Los niños ayudaron. Colocaron pequeñas piedras como marcadores de borde. Franz olfateó el camino seguro. Perusina siguió la Perla de Piedra hasta el cimiento de una casa redonda, en cuyo centro había un pequeño hueco.
Exactamente del tamaño de la Perla.

Ella la colocó dentro.
Por un instante, todo se detuvo.
Entonces, la niebla se retiró.
No del todo. Pero lo suficiente.
La muralla de Kuélap se hizo visible. Los cimientos redondos se extendían ahora claramente ante ellos.
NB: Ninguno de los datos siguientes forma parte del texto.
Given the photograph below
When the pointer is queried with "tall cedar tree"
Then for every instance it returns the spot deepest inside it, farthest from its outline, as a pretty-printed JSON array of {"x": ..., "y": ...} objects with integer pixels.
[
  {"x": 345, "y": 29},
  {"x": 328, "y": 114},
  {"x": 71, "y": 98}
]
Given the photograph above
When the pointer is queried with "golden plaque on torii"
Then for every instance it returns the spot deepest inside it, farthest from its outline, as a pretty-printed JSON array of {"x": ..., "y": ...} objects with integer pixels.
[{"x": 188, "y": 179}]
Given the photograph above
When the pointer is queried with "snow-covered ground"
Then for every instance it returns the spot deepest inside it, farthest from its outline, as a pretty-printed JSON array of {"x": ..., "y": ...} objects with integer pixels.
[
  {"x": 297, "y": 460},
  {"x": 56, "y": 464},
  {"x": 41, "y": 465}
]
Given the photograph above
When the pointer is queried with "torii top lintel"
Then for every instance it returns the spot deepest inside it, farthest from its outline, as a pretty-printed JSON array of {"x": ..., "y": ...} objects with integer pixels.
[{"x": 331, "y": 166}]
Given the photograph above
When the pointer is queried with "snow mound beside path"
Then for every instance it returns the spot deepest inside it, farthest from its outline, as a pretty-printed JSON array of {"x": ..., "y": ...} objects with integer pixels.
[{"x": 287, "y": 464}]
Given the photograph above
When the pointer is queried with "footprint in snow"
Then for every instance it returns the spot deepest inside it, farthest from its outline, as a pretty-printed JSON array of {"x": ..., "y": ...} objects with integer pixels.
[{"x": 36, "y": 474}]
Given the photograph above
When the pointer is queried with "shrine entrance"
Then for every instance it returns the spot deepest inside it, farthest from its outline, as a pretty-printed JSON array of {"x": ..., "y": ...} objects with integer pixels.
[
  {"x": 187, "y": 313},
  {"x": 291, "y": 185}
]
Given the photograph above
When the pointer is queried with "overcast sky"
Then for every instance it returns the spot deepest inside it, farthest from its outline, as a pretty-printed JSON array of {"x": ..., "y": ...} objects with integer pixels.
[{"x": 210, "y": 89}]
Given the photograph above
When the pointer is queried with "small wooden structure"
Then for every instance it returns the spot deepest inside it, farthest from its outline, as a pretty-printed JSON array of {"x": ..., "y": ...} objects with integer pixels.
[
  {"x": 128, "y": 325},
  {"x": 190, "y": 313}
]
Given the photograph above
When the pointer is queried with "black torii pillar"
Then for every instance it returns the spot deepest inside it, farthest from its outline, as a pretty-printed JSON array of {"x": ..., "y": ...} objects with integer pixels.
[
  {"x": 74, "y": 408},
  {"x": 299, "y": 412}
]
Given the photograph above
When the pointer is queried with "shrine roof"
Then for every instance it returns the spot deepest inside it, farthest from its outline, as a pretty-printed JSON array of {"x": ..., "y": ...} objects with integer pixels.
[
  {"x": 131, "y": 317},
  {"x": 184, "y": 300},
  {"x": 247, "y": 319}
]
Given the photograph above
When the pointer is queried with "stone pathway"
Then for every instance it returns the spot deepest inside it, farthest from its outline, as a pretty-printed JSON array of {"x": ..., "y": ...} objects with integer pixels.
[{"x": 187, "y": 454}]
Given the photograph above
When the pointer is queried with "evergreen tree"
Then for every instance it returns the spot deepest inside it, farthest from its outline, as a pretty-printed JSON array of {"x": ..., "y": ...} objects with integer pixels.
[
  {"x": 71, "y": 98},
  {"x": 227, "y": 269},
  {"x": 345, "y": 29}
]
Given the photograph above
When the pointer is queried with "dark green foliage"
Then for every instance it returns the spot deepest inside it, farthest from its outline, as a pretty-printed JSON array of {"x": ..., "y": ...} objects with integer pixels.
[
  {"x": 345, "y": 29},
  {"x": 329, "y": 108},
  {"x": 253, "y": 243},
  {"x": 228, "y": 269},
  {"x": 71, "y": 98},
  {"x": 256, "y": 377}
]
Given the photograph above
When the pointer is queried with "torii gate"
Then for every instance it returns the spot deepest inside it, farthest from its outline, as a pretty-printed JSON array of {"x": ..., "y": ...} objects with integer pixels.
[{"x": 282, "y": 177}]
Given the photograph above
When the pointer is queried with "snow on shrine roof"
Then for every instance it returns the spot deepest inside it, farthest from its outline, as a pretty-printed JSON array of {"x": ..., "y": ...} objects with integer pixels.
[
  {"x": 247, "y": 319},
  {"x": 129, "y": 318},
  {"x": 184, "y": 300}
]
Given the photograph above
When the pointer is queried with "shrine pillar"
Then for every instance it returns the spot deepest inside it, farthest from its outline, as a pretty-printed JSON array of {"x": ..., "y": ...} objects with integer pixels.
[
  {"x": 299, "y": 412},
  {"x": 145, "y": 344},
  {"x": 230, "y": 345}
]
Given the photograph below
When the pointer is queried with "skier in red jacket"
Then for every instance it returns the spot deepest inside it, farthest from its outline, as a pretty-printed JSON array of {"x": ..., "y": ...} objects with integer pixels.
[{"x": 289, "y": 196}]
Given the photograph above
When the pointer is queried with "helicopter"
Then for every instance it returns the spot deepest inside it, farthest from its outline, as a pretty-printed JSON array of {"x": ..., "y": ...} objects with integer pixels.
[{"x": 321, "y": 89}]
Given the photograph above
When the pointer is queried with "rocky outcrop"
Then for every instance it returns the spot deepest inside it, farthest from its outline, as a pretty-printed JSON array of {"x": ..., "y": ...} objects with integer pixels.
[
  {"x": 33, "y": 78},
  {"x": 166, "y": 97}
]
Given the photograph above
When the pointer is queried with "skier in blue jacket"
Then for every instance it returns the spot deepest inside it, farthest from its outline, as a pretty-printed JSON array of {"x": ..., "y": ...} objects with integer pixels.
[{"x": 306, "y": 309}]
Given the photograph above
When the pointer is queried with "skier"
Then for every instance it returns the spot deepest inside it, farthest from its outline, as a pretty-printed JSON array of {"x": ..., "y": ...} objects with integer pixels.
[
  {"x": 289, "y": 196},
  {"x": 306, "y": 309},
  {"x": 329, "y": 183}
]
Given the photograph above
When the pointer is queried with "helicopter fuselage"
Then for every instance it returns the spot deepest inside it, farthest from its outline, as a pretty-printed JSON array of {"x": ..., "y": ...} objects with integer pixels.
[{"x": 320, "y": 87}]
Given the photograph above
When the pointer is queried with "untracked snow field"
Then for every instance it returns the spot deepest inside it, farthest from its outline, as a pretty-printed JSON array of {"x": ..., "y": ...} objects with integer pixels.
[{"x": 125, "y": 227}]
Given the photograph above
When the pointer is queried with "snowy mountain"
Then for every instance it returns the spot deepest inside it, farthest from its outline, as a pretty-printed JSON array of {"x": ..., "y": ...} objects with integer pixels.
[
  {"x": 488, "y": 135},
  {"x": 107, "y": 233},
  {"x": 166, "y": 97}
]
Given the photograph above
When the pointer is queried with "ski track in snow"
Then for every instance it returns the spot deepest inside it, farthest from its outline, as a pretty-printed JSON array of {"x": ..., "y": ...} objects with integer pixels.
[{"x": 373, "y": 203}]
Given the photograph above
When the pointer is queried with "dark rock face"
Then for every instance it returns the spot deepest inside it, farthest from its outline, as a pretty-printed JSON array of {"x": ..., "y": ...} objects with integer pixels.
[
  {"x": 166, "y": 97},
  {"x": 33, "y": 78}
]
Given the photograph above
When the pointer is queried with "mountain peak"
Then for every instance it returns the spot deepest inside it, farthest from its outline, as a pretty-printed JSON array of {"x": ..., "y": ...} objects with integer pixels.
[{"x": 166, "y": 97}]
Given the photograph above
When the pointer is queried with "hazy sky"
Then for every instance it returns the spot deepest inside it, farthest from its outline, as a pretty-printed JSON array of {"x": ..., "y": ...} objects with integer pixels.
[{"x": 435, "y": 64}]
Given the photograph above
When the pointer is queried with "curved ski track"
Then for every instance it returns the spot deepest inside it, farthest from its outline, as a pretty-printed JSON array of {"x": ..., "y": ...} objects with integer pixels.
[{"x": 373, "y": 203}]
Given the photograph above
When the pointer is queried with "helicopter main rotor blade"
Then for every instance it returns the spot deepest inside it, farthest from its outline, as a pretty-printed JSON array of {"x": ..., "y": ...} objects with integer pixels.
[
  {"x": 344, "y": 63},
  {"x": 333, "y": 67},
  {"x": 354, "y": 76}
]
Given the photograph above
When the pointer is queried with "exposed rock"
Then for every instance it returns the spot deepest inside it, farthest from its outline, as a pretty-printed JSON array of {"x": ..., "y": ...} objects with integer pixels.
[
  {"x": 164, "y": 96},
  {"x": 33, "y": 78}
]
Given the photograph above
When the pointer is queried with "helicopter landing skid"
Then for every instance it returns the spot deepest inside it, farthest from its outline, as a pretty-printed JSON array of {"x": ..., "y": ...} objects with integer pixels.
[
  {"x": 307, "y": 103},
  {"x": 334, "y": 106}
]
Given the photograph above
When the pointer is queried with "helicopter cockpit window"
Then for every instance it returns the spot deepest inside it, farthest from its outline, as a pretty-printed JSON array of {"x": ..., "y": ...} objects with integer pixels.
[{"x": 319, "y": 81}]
El sendero equivocado desapareció en la niebla, el camino correcto brillaba entre piedras y hierba.
Los espíritus de la niebla estaban sobre el muro.
En silencio.
Luego inclinaron sus cabezas.
Perusino susurró: "¿Acabamos de pasar una prueba?"
Franz miró su pañuelo, que ondeaba en el poste de piedra. "Mi pañuelo la pasó. Nosotros solo estábamos ahí."
La niña con la cesta recogió un pastel de maíz y se lo entregó a Franz.
"Para el salvador."
Franz lo tomó con mucha dignidad.
Perusina miró por encima de las murallas de Kuélap. "Ahora entiendo. Los espíritus de la niebla no querían proteger un tesoro."
"Sino el camino", dijo Perusino.
"Y a las personas que lo usan", dijo Perusina.
Detrás de ellos, algo traqueteó.
La Perla de Piedra estaba de nuevo junto a la pata de Franz.
Solo que el símbolo en ella había desaparecido.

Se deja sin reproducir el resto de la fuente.